Whilst we are waiting for half the European world to implode amongst a whole heap of grumbles about the costs of Greek social entitlements (free buses in Athens for one), Bryan Appleyard’s perspective is worthy of note:

Actually, no kind of state will work if it hires banks to conceal its debts in order to qualify for euro-membership. They key words in that sentence are, of course, ‘hires banks’. The welfare state is expensive but not, ultimately, as pricey as the banks which have to be bailed out and propped up every time they lose all their money which they do repeatedly, throwing people out of work and costing us even more. The present structure of the banking system is only a couple of decades old and it doesn’t work.

If we are to survive this crisis, it will have to be made illegal. The system is based on bad maths and appalling computer models, on, in fact, machines and it is dependence on machines which is now threatening our ability to function at all.


  • FuturePhysicist

    I don’t know if you can blame the quality of the maths. Some have argued though that the financial markets use maths that they themselves don’t really understand such as financial derivatives which may be the only way to practically measure fast moving stock prices, however are left in the hands of “street smart” economists who wish to make a priori guestimates based on narrow microcosms of human behavior at what they do than book smart erodite financiers who wish to make ab initio discoveries and a posteriori judgements to both human reason and irrationality superimposed.

  • thethoughtfulone

    One question I would like to see or hear being asked of our political masters is why this is THEIR problem to sort out using what is ultimately OUR money, no matter what country is involved.

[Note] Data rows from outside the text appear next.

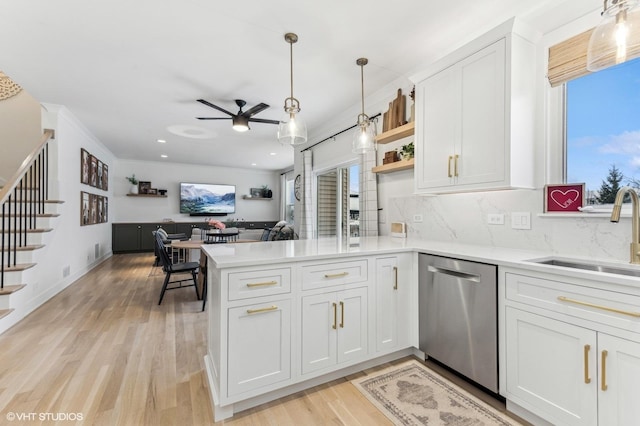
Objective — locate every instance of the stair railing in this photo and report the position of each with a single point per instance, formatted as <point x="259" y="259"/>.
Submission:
<point x="23" y="199"/>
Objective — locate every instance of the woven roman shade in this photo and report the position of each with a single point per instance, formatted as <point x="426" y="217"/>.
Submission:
<point x="568" y="60"/>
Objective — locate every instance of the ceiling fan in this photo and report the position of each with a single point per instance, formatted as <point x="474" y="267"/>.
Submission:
<point x="242" y="118"/>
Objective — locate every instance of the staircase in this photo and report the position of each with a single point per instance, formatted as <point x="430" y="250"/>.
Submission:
<point x="25" y="218"/>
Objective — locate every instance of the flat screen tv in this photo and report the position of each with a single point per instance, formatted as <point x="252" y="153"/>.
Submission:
<point x="202" y="199"/>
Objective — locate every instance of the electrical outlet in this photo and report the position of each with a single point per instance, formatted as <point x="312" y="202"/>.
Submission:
<point x="495" y="218"/>
<point x="521" y="220"/>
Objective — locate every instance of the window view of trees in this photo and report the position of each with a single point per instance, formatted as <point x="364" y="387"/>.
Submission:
<point x="603" y="131"/>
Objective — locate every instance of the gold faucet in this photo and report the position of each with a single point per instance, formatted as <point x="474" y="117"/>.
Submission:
<point x="635" y="217"/>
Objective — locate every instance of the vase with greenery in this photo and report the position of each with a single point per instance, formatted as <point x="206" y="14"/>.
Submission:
<point x="134" y="183"/>
<point x="407" y="151"/>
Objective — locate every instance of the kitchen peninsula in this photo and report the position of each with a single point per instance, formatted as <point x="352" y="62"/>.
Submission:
<point x="288" y="315"/>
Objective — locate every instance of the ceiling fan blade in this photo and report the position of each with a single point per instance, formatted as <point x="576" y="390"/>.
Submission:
<point x="262" y="120"/>
<point x="254" y="110"/>
<point x="209" y="104"/>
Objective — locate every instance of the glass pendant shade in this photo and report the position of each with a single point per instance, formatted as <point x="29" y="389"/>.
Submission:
<point x="292" y="129"/>
<point x="617" y="38"/>
<point x="364" y="138"/>
<point x="365" y="134"/>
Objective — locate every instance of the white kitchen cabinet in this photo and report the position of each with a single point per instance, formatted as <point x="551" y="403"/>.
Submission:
<point x="618" y="404"/>
<point x="572" y="349"/>
<point x="547" y="369"/>
<point x="259" y="345"/>
<point x="334" y="328"/>
<point x="392" y="290"/>
<point x="475" y="114"/>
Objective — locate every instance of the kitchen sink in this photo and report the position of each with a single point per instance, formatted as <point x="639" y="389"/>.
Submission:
<point x="589" y="266"/>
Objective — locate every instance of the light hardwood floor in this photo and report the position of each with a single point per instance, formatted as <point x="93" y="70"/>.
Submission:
<point x="105" y="350"/>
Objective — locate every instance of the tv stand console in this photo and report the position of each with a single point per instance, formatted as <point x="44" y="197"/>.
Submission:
<point x="135" y="237"/>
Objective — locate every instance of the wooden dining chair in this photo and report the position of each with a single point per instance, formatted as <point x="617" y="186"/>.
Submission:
<point x="170" y="268"/>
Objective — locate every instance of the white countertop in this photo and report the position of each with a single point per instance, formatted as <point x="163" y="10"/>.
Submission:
<point x="290" y="251"/>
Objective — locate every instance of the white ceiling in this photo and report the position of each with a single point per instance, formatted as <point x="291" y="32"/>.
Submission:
<point x="130" y="70"/>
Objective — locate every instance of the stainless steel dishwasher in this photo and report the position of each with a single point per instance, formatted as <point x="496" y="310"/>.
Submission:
<point x="458" y="316"/>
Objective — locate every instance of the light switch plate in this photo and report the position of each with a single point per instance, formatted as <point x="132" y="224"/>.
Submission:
<point x="521" y="220"/>
<point x="495" y="218"/>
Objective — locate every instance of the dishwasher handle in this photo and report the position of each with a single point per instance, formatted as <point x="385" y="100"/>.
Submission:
<point x="458" y="274"/>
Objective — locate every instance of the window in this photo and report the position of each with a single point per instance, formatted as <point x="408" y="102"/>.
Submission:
<point x="338" y="202"/>
<point x="603" y="131"/>
<point x="289" y="199"/>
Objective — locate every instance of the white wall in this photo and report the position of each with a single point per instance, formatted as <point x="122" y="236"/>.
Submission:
<point x="19" y="133"/>
<point x="169" y="175"/>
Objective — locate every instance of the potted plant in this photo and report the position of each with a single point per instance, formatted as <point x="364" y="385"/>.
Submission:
<point x="407" y="151"/>
<point x="134" y="184"/>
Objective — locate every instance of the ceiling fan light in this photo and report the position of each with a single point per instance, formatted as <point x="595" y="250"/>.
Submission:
<point x="617" y="38"/>
<point x="240" y="123"/>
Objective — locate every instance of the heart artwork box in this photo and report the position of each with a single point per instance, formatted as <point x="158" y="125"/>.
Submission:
<point x="564" y="198"/>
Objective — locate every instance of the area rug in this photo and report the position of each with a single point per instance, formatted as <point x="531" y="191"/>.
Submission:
<point x="412" y="394"/>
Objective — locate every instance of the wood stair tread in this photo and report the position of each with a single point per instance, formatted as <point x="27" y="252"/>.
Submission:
<point x="10" y="289"/>
<point x="29" y="247"/>
<point x="29" y="231"/>
<point x="36" y="215"/>
<point x="19" y="267"/>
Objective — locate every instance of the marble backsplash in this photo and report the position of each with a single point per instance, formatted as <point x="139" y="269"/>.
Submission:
<point x="464" y="218"/>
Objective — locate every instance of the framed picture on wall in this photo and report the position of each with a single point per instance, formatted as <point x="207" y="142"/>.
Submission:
<point x="99" y="175"/>
<point x="143" y="187"/>
<point x="93" y="170"/>
<point x="93" y="209"/>
<point x="564" y="198"/>
<point x="84" y="166"/>
<point x="84" y="208"/>
<point x="105" y="177"/>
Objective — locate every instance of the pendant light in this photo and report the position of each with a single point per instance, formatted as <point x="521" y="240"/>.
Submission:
<point x="617" y="38"/>
<point x="292" y="129"/>
<point x="364" y="136"/>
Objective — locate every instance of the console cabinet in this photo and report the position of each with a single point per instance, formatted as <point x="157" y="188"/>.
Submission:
<point x="136" y="237"/>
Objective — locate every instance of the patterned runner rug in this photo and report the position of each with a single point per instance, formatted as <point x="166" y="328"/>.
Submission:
<point x="412" y="394"/>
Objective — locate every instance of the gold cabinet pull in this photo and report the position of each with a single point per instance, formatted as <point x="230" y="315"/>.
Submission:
<point x="259" y="310"/>
<point x="603" y="381"/>
<point x="395" y="277"/>
<point x="335" y="315"/>
<point x="604" y="308"/>
<point x="262" y="284"/>
<point x="587" y="379"/>
<point x="338" y="275"/>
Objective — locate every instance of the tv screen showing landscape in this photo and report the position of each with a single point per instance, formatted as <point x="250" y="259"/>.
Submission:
<point x="200" y="199"/>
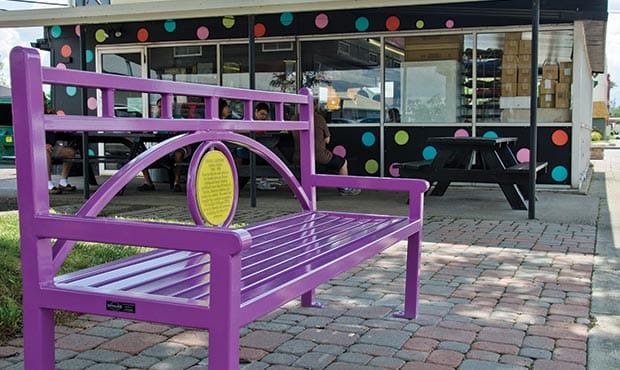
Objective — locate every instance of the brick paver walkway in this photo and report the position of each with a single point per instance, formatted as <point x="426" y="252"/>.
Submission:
<point x="494" y="295"/>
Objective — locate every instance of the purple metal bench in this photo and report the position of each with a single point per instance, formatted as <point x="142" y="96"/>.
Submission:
<point x="203" y="276"/>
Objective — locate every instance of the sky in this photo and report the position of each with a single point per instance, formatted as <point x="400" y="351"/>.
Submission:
<point x="10" y="37"/>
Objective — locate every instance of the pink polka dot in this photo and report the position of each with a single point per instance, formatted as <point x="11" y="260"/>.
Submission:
<point x="523" y="155"/>
<point x="65" y="51"/>
<point x="202" y="32"/>
<point x="92" y="103"/>
<point x="461" y="133"/>
<point x="341" y="151"/>
<point x="394" y="171"/>
<point x="321" y="21"/>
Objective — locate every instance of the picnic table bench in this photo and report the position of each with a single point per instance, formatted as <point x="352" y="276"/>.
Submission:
<point x="476" y="160"/>
<point x="202" y="275"/>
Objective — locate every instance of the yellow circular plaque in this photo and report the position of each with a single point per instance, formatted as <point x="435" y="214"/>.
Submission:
<point x="215" y="188"/>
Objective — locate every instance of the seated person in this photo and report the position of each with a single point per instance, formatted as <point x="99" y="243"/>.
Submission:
<point x="180" y="155"/>
<point x="322" y="155"/>
<point x="57" y="149"/>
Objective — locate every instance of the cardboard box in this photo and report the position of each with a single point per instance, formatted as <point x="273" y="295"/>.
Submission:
<point x="509" y="74"/>
<point x="550" y="71"/>
<point x="523" y="88"/>
<point x="566" y="72"/>
<point x="525" y="75"/>
<point x="546" y="101"/>
<point x="511" y="47"/>
<point x="547" y="86"/>
<point x="562" y="95"/>
<point x="512" y="36"/>
<point x="510" y="59"/>
<point x="514" y="102"/>
<point x="525" y="60"/>
<point x="525" y="47"/>
<point x="433" y="54"/>
<point x="509" y="89"/>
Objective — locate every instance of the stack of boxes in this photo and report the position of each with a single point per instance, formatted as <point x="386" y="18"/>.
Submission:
<point x="431" y="48"/>
<point x="516" y="68"/>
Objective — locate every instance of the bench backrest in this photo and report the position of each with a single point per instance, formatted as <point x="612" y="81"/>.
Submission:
<point x="30" y="122"/>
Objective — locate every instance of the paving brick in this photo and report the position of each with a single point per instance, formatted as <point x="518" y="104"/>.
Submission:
<point x="296" y="346"/>
<point x="500" y="335"/>
<point x="315" y="360"/>
<point x="571" y="355"/>
<point x="164" y="349"/>
<point x="142" y="362"/>
<point x="79" y="342"/>
<point x="483" y="355"/>
<point x="192" y="338"/>
<point x="354" y="358"/>
<point x="265" y="340"/>
<point x="500" y="348"/>
<point x="445" y="357"/>
<point x="133" y="343"/>
<point x="328" y="337"/>
<point x="102" y="355"/>
<point x="148" y="327"/>
<point x="439" y="333"/>
<point x="556" y="365"/>
<point x="384" y="337"/>
<point x="175" y="362"/>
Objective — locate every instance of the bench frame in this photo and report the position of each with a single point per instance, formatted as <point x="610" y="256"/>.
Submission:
<point x="237" y="290"/>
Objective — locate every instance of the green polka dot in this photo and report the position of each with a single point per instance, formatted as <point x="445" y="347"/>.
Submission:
<point x="372" y="166"/>
<point x="100" y="35"/>
<point x="401" y="137"/>
<point x="228" y="21"/>
<point x="56" y="31"/>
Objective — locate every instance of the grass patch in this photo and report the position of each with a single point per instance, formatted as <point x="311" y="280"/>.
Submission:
<point x="83" y="255"/>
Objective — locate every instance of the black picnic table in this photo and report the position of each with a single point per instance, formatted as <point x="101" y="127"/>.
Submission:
<point x="476" y="160"/>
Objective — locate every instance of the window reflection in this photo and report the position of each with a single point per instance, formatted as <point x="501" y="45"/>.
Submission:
<point x="345" y="76"/>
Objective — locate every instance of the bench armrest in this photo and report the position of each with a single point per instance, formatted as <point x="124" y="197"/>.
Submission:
<point x="373" y="183"/>
<point x="149" y="234"/>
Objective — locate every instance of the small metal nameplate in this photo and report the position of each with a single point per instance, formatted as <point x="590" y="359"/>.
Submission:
<point x="120" y="306"/>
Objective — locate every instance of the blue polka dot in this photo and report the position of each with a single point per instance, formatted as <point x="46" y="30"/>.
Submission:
<point x="559" y="174"/>
<point x="55" y="31"/>
<point x="71" y="90"/>
<point x="89" y="56"/>
<point x="286" y="19"/>
<point x="429" y="153"/>
<point x="170" y="25"/>
<point x="368" y="139"/>
<point x="361" y="24"/>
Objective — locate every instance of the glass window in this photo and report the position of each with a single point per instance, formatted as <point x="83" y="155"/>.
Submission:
<point x="423" y="77"/>
<point x="504" y="76"/>
<point x="190" y="63"/>
<point x="345" y="76"/>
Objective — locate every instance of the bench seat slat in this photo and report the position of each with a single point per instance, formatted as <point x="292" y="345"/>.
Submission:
<point x="186" y="275"/>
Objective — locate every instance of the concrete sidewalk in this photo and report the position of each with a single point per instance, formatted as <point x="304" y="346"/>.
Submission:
<point x="498" y="291"/>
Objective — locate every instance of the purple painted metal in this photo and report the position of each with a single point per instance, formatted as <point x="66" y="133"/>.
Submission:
<point x="205" y="277"/>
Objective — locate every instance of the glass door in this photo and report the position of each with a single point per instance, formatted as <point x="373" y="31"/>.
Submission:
<point x="124" y="62"/>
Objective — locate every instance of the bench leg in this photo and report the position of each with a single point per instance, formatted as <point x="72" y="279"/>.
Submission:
<point x="412" y="277"/>
<point x="307" y="300"/>
<point x="38" y="338"/>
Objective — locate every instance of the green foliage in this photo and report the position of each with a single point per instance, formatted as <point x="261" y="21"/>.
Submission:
<point x="83" y="255"/>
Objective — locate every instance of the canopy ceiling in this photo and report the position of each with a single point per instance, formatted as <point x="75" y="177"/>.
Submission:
<point x="136" y="11"/>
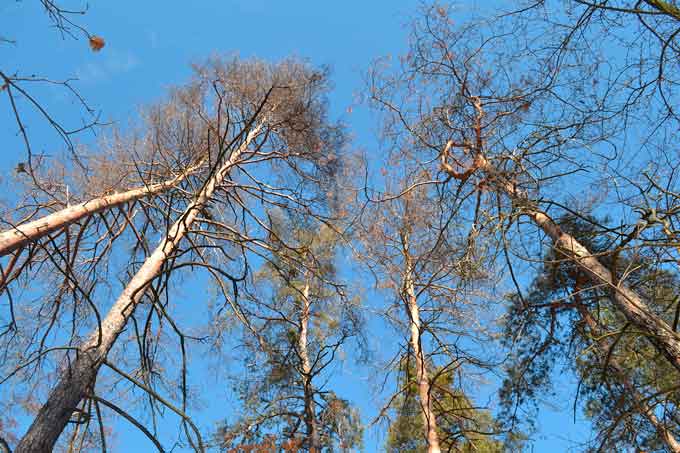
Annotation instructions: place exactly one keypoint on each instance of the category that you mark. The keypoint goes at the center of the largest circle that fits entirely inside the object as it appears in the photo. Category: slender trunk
(77, 381)
(631, 305)
(310, 415)
(422, 375)
(604, 346)
(26, 233)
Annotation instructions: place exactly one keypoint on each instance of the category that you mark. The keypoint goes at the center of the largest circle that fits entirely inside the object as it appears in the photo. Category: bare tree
(260, 121)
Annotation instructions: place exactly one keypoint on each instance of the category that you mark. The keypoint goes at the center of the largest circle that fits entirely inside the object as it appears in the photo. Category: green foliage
(462, 426)
(296, 279)
(618, 366)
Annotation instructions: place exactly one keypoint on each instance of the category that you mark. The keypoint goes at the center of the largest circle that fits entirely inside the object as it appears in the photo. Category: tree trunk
(77, 380)
(631, 305)
(26, 233)
(313, 439)
(604, 346)
(422, 375)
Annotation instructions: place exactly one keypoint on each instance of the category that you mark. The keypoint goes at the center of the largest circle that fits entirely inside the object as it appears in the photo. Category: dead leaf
(96, 43)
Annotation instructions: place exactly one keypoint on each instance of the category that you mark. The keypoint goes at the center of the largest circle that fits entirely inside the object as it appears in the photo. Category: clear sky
(149, 46)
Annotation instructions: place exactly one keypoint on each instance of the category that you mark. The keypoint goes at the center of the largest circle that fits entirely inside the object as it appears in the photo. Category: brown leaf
(96, 43)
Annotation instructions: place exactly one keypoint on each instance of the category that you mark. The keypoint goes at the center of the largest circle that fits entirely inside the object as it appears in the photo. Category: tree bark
(313, 438)
(604, 346)
(422, 375)
(26, 233)
(77, 380)
(631, 305)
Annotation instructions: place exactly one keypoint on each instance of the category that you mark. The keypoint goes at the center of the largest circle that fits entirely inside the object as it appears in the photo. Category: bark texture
(312, 426)
(422, 374)
(77, 381)
(26, 233)
(631, 305)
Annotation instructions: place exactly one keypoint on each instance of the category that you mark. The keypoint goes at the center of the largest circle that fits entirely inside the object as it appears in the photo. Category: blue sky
(149, 46)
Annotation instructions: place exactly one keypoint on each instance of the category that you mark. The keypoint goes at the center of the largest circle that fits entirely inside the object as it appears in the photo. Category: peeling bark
(311, 424)
(78, 379)
(422, 375)
(21, 235)
(627, 301)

    When questions are asked about high commodity prices, obscene bonuses for bank official, and even more obscene wealth among a few people at the top of the society, they just shrug their shoulders and claim it’s a free market and operates according to “market forces”, what can they do about it.

    So why not just allow this situation to be sorted out by those same “market forces” primarily?

  • Alias

    The problem is not that some banks become insolvent (which is normal in all business models) but that some governments intervene with our money to cover their losses.

    However, almost all of the world’s banks and most of the world’s states are solvent. The problem has more to do with political management than it has to do with banking management.

    The problem of so-called ‘bad banks’ is predominantly an EU problem. 7 out of the 17 eurozone members are now verging on bankruptcy, so that is a failure rate of 41%. However, the vast bulk of the worlds’ other 190 states are doing just fine.

    The EU’s banks are the undercapitalised and overleveraged banks in the world. Contrast Germany with America, for example, where no major US bank has a leverage above 20, whereas no major German bank has a leverage ratio above 50.

    The high leverage ratios of EU banks are the reason that the EU is no terrified of systemic risk and seeks to avert it by forcing its member states to underwrite the losses of insolvent banks and to recapitalise and deleverage overleveraged banks.

    The problem of overleveraged banks is a direct result of EU regulation of the banking sector. EU law via the Capital Requirements Directive allowed EU banks to leverage to insanely high levels in order to support the expansionist monetary policy of the ECB. Since the ECB could not print money to expand the money supply, the next best option in a fundamentally flawed eurosystem was to allow the banks to increase the money supply via cheap credit for which the ECB set the policy rate and overleveraging for which the Commission set the limit.

    It is not a global banking problem, but a regional EU problem. Since EU banks are in the one surosystem, they’re all exposed to each other’s balance sheets. Therefore, contagion is a very serious risk in the fundamentally flawed eurosystem model.

    Given that some non-EU banks lent money to EU banks, they’re now exposed to that bad banking model and to the utter mess that the EU has created by its mismangement of it. So the disease of europhilia now threatens to spread from its regional source and infect other parts of the world.

  • Alias

    Typo: “…no major German bank has a leverage ratio below 50.”